智慧の扉

2018年5月号

私はお釈迦さまに褒められる人間だろうか?

アルボムッレ・スマナサーラ長老

 如来(ブッダ)にとって、ご自身が説いた言葉を人々が実践して結果を得ること、幸福になることこそが最高の称賛なのです。如来にとって、世間の評判などどうでもいいことです。でも如来は、師匠として超越した智慧で、ものの見事に真理をわかるように語っています。それを聴いた人々が理解して、実践して結果を得ることほど有難いことはないのです。仏道を修行して立派な人格者になること。それが即ち、恩人である釈尊に褒められる行為なのですね。

 お釈迦さまが称賛したのは、超越したレベルに悟った方々です。しかし、極端に頭が悪くても、戒律くらい真面目に守っているならば、その人のことも褒めたのです。ブッダの称賛ほど、この世で価値あるものはありません。どんな人間にも神々にも梵天にもマーラにも、そんな祝福はできません。ブッダのすべての言葉には、そのとおりの意味があるのです(社交辞令はないのです)。釈尊に褒められる生き方をしていれば、その人には他に何もいりません。みなさまも、いくらか釈尊に褒められるように、生き方を考えたほうがいいのではないかなと思います。

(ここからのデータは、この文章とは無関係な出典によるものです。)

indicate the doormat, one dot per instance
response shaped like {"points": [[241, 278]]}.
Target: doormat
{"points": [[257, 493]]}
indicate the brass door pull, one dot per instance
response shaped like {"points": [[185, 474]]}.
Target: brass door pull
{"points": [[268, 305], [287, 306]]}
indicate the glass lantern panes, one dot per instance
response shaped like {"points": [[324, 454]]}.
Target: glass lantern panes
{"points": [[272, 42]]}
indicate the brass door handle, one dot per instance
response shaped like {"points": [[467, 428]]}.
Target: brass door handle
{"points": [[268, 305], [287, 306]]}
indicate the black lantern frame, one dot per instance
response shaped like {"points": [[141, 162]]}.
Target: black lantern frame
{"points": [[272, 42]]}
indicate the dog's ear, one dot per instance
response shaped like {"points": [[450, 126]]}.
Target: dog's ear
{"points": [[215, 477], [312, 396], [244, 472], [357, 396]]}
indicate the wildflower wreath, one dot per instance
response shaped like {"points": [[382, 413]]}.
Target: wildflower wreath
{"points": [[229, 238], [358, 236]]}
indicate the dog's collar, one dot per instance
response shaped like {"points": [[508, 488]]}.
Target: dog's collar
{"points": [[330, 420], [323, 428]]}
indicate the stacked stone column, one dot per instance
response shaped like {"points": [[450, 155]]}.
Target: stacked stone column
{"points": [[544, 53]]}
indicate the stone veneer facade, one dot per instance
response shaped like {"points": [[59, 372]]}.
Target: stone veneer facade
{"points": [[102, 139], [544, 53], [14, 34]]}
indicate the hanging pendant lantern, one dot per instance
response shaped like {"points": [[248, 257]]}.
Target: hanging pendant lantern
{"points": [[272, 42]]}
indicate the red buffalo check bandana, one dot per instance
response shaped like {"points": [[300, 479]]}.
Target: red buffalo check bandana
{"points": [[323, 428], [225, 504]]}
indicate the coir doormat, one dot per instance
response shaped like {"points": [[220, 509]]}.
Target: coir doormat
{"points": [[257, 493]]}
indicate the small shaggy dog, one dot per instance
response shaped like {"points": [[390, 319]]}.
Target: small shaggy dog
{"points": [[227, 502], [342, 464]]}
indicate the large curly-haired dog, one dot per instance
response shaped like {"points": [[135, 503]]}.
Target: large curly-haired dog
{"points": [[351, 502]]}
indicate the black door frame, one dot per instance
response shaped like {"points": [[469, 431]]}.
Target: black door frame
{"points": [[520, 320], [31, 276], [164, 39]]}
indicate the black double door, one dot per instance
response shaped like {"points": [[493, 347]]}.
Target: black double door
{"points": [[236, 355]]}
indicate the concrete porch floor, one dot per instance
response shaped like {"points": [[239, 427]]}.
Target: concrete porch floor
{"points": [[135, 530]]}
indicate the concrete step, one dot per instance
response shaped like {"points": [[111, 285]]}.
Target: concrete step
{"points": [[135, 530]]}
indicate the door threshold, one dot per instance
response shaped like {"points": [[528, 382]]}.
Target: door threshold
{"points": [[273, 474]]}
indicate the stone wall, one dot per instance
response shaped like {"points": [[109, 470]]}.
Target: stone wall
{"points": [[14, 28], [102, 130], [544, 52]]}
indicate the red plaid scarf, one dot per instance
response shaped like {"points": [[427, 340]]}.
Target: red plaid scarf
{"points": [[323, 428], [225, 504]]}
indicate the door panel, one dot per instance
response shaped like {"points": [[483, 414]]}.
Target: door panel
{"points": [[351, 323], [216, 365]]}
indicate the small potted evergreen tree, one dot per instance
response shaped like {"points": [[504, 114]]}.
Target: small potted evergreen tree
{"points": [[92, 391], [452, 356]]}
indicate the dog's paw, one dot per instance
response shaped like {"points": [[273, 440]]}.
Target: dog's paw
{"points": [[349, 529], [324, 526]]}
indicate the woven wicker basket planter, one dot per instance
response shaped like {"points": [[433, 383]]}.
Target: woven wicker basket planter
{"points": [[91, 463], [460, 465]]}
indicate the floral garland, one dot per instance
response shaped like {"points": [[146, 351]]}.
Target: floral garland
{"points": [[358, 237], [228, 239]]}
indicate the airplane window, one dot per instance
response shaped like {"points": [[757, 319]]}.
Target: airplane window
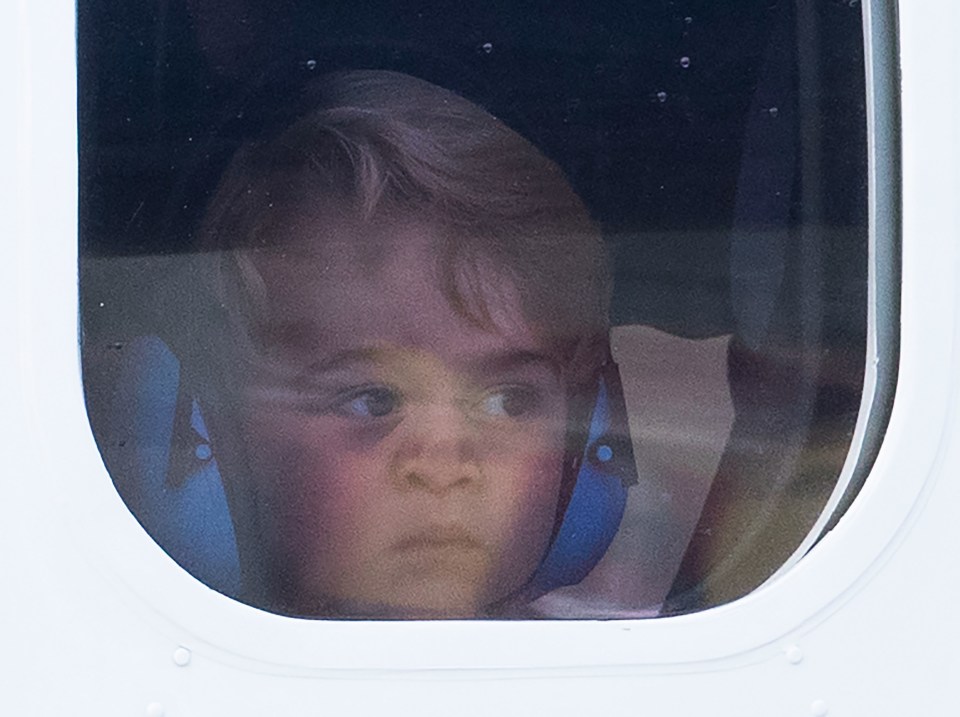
{"points": [[401, 312]]}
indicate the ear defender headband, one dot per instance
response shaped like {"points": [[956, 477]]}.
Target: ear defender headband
{"points": [[604, 470], [174, 488]]}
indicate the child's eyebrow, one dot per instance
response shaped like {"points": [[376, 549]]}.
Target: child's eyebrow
{"points": [[494, 363], [513, 360], [349, 357]]}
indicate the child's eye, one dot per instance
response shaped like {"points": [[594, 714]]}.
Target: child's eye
{"points": [[368, 402], [511, 401]]}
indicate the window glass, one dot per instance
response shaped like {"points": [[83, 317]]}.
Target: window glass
{"points": [[557, 311]]}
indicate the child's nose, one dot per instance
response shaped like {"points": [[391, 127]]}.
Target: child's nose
{"points": [[437, 450]]}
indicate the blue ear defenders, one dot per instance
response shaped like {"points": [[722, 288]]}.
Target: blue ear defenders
{"points": [[606, 469], [175, 491]]}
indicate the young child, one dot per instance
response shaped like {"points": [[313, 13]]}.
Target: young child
{"points": [[397, 371]]}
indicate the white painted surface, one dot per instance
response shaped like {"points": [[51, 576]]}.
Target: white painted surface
{"points": [[94, 613]]}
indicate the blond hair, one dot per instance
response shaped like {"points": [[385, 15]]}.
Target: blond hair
{"points": [[380, 144]]}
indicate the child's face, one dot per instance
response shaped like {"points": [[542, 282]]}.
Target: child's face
{"points": [[407, 463]]}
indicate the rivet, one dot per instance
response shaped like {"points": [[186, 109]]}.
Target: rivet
{"points": [[794, 655], [181, 657]]}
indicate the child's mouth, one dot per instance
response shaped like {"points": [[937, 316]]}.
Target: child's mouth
{"points": [[439, 538]]}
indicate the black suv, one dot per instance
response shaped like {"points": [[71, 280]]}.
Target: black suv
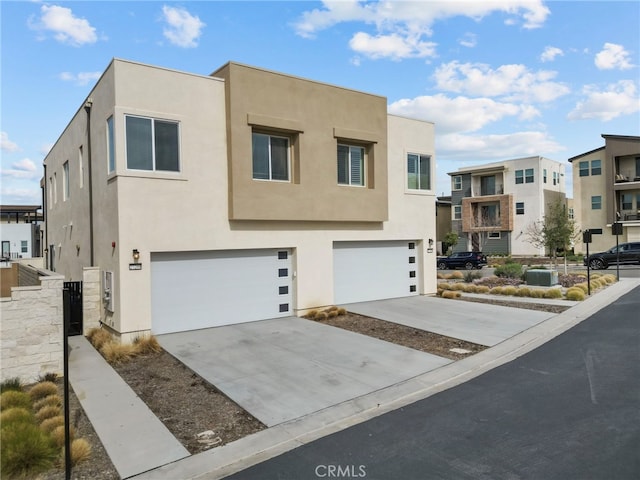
{"points": [[468, 260], [629, 254]]}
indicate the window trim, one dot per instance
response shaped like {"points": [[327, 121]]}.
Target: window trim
{"points": [[271, 135], [153, 168], [364, 170], [420, 158]]}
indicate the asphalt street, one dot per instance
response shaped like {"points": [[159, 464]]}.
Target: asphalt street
{"points": [[569, 409]]}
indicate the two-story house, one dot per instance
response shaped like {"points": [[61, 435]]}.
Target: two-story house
{"points": [[244, 195], [494, 205], [606, 186]]}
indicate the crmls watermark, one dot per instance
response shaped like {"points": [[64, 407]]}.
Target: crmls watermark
{"points": [[341, 471]]}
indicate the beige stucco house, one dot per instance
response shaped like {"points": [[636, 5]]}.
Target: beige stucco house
{"points": [[239, 196], [606, 186]]}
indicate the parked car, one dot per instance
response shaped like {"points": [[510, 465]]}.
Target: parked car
{"points": [[629, 253], [468, 260]]}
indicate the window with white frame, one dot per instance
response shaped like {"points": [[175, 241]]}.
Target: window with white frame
{"points": [[152, 144], [583, 168], [351, 165], [519, 176], [65, 181], [418, 172], [271, 157], [111, 153], [528, 175]]}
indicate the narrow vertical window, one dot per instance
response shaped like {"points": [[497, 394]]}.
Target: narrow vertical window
{"points": [[111, 155], [65, 181]]}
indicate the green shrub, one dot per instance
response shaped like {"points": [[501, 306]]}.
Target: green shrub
{"points": [[26, 450], [575, 294], [15, 414], [11, 384], [13, 398], [42, 390], [509, 270], [510, 290], [553, 293]]}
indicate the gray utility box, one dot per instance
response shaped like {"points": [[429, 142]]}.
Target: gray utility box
{"points": [[542, 278]]}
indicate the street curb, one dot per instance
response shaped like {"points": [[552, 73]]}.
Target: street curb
{"points": [[256, 448]]}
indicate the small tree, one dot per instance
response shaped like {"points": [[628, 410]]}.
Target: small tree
{"points": [[555, 231]]}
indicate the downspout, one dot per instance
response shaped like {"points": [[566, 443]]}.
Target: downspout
{"points": [[87, 108]]}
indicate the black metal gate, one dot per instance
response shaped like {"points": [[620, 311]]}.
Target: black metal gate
{"points": [[72, 301]]}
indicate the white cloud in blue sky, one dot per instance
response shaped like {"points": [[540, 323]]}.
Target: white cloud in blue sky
{"points": [[499, 79]]}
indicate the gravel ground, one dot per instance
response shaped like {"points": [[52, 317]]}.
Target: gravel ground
{"points": [[188, 405]]}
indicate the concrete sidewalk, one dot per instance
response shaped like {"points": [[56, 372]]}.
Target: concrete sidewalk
{"points": [[135, 439], [236, 456]]}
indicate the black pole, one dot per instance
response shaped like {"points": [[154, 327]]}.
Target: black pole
{"points": [[66, 296]]}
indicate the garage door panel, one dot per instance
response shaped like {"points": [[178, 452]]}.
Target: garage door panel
{"points": [[192, 290], [366, 271]]}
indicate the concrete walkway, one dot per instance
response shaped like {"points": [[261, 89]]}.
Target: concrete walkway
{"points": [[135, 439], [479, 323], [282, 369]]}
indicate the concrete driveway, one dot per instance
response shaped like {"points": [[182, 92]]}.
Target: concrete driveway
{"points": [[282, 369], [480, 323]]}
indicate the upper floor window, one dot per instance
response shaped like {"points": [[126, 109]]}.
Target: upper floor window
{"points": [[152, 144], [584, 169], [350, 165], [519, 176], [111, 154], [418, 172], [65, 180], [270, 157], [528, 175]]}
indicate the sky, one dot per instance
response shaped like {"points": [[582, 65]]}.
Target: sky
{"points": [[499, 79]]}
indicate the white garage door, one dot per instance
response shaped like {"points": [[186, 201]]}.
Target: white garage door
{"points": [[366, 271], [192, 290]]}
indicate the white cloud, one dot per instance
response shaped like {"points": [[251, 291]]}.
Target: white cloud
{"points": [[183, 29], [618, 99], [401, 26], [460, 114], [393, 46], [550, 54], [613, 56], [6, 144], [66, 27], [80, 79], [24, 169], [514, 82], [469, 40]]}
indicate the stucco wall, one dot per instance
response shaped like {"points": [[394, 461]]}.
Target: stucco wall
{"points": [[32, 330]]}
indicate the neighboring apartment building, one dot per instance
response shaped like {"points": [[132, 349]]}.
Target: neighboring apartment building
{"points": [[606, 186], [20, 231], [493, 205], [240, 196]]}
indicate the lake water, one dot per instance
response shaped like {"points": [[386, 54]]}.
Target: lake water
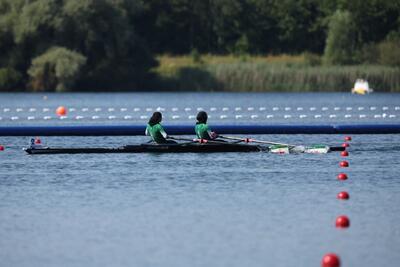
{"points": [[223, 209]]}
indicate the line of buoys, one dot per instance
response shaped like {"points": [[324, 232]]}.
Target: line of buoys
{"points": [[344, 153], [342, 176], [343, 195], [344, 164], [61, 111], [342, 221], [330, 260]]}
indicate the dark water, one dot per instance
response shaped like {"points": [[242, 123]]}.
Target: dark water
{"points": [[236, 209]]}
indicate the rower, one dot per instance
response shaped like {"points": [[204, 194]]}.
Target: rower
{"points": [[156, 131], [202, 130]]}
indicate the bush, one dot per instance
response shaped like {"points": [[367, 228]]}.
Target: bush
{"points": [[9, 79], [389, 53], [311, 59], [57, 69]]}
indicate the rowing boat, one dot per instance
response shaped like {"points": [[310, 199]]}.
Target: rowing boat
{"points": [[189, 147]]}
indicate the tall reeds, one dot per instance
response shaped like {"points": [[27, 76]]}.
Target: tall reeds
{"points": [[277, 73]]}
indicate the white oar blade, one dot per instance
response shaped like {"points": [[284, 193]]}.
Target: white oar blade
{"points": [[317, 149], [279, 149]]}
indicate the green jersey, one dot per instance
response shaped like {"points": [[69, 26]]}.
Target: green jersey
{"points": [[202, 131], [156, 132]]}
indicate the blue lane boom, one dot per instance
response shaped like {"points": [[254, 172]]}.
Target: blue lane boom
{"points": [[114, 130]]}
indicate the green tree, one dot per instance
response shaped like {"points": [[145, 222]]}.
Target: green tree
{"points": [[58, 69]]}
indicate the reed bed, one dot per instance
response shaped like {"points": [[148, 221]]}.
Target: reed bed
{"points": [[265, 77], [282, 73]]}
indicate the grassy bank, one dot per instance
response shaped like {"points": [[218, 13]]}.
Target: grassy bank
{"points": [[269, 73]]}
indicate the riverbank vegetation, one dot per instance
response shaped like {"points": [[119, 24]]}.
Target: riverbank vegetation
{"points": [[228, 45]]}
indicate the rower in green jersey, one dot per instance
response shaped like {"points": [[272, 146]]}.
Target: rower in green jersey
{"points": [[156, 131], [202, 130]]}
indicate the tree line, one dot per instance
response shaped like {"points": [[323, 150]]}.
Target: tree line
{"points": [[58, 45]]}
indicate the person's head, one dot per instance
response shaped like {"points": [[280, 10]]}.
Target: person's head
{"points": [[202, 117], [155, 118]]}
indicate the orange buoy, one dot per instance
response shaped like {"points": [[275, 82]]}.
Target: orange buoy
{"points": [[342, 176], [61, 111], [330, 260], [343, 195], [342, 221], [345, 145], [344, 164]]}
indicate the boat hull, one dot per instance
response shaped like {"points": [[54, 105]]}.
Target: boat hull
{"points": [[151, 148]]}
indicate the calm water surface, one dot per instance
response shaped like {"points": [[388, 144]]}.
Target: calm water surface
{"points": [[236, 209]]}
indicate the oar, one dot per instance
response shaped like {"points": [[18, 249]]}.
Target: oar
{"points": [[248, 140], [197, 140]]}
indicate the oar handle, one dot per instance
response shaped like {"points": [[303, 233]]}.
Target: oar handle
{"points": [[248, 140]]}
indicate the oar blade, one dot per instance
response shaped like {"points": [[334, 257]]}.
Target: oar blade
{"points": [[317, 149]]}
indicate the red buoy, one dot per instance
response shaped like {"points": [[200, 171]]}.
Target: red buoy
{"points": [[342, 176], [344, 164], [342, 221], [61, 111], [343, 195], [330, 260]]}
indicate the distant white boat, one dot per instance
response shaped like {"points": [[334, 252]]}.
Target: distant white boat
{"points": [[361, 87]]}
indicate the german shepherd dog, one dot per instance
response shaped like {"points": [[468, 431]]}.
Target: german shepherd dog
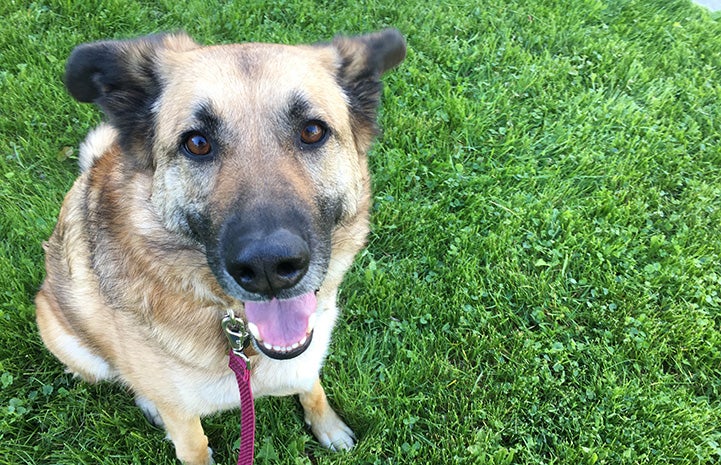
{"points": [[226, 177]]}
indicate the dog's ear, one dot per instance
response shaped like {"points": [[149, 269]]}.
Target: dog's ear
{"points": [[123, 78], [363, 60]]}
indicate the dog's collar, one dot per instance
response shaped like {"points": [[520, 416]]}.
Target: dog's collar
{"points": [[239, 361], [238, 337]]}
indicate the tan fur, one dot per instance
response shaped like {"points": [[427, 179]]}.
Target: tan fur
{"points": [[129, 294]]}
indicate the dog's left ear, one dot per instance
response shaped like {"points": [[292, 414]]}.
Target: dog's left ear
{"points": [[363, 60]]}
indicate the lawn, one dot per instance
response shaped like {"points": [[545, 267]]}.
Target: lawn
{"points": [[543, 280]]}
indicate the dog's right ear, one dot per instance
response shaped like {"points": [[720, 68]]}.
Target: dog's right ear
{"points": [[123, 78]]}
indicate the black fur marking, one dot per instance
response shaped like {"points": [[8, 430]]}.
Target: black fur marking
{"points": [[364, 59], [121, 78]]}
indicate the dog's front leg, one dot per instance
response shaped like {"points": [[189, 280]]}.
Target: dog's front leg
{"points": [[186, 432], [326, 425]]}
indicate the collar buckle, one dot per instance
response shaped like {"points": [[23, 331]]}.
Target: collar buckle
{"points": [[237, 334]]}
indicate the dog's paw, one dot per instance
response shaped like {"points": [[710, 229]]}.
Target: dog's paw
{"points": [[150, 411], [332, 432]]}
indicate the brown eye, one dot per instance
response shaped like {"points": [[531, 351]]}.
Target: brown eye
{"points": [[197, 145], [313, 132]]}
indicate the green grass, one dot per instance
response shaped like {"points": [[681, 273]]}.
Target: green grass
{"points": [[543, 280]]}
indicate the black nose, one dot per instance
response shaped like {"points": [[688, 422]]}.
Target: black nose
{"points": [[268, 264]]}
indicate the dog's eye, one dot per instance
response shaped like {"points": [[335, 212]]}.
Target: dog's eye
{"points": [[313, 133], [197, 145]]}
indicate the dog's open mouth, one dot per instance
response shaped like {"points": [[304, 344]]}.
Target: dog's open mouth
{"points": [[282, 329]]}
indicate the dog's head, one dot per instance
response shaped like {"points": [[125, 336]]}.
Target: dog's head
{"points": [[257, 153]]}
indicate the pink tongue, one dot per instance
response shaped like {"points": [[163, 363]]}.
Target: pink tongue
{"points": [[282, 322]]}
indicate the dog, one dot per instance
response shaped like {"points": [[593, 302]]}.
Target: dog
{"points": [[225, 177]]}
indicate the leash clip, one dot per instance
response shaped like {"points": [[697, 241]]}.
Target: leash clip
{"points": [[238, 336]]}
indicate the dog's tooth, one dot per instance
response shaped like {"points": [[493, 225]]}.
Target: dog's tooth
{"points": [[253, 329], [311, 322]]}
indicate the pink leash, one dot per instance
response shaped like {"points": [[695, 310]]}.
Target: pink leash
{"points": [[240, 364]]}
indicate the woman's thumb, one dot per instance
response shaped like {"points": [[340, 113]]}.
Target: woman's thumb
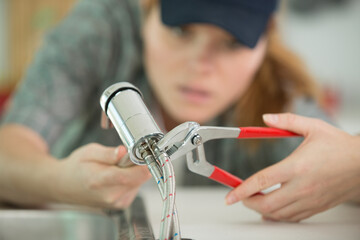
{"points": [[289, 121]]}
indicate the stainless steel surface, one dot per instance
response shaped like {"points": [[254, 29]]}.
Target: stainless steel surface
{"points": [[182, 138], [196, 162], [123, 105], [129, 224]]}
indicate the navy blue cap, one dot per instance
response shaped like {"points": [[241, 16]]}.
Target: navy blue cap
{"points": [[246, 20]]}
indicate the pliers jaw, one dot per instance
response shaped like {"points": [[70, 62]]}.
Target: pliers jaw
{"points": [[188, 139]]}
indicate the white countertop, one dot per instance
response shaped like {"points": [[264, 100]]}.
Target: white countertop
{"points": [[204, 215]]}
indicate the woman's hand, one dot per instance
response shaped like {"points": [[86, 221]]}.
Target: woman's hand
{"points": [[321, 173], [90, 176]]}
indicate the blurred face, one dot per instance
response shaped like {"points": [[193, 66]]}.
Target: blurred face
{"points": [[199, 70]]}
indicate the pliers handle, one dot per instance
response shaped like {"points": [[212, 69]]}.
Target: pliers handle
{"points": [[188, 138]]}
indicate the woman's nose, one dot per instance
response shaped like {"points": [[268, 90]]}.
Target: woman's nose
{"points": [[202, 57]]}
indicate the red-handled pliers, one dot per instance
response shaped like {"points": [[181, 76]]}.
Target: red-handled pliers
{"points": [[188, 138]]}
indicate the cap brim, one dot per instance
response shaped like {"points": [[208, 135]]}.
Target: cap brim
{"points": [[244, 24]]}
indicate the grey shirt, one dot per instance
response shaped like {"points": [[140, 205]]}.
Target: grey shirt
{"points": [[97, 44]]}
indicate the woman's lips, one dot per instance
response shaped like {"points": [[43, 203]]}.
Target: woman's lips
{"points": [[196, 96]]}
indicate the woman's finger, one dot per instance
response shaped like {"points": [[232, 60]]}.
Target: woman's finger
{"points": [[271, 202], [131, 176], [278, 173]]}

 仏教は、ブッダを褒め称えて土下座して拝む教えではないのです。でも、仏教徒ならばブッダから褒められるように生きないといけない。仏教徒と言われる人々は、ブッダを拝む人々ではなく、「私はお釈迦さまに褒められる人間だろうか?」という気持ちで生きる人々のことなのです。

「私はお釈迦さまに褒められる人間だろうか?」

 この呪文がいつも頭にあれば、なんの問題もありません。最悪の環境でも正しい対応ができます。釈尊に褒められる生き方をするならば、その人は真の仏教徒なのです。「まぁ、自分なりにやってますよ」という程度では格が低いのです。そうではなくて、いかにブッダに褒められるように生きているかを基準にしてほしいのです。

「私の指導者はお釈迦さまです。釈尊に非難されることは絶対しません。世間が何を言おうと、どうぞご勝手に」という気持ちがあれば、世間がその人を悩ますことはできないのです。師匠はお釈迦さまなのだから、世間の操り人間にならない、世間の変な思考のロボットにはならないのです。

 かといって、完璧にはできません。まだまだ未熟ですけど、釈尊を灯火にして、人生のガイドにして、光にして生きるように努力する。それが仏教徒の生き方ではないかと思います。みなさんも頑張ってみてください。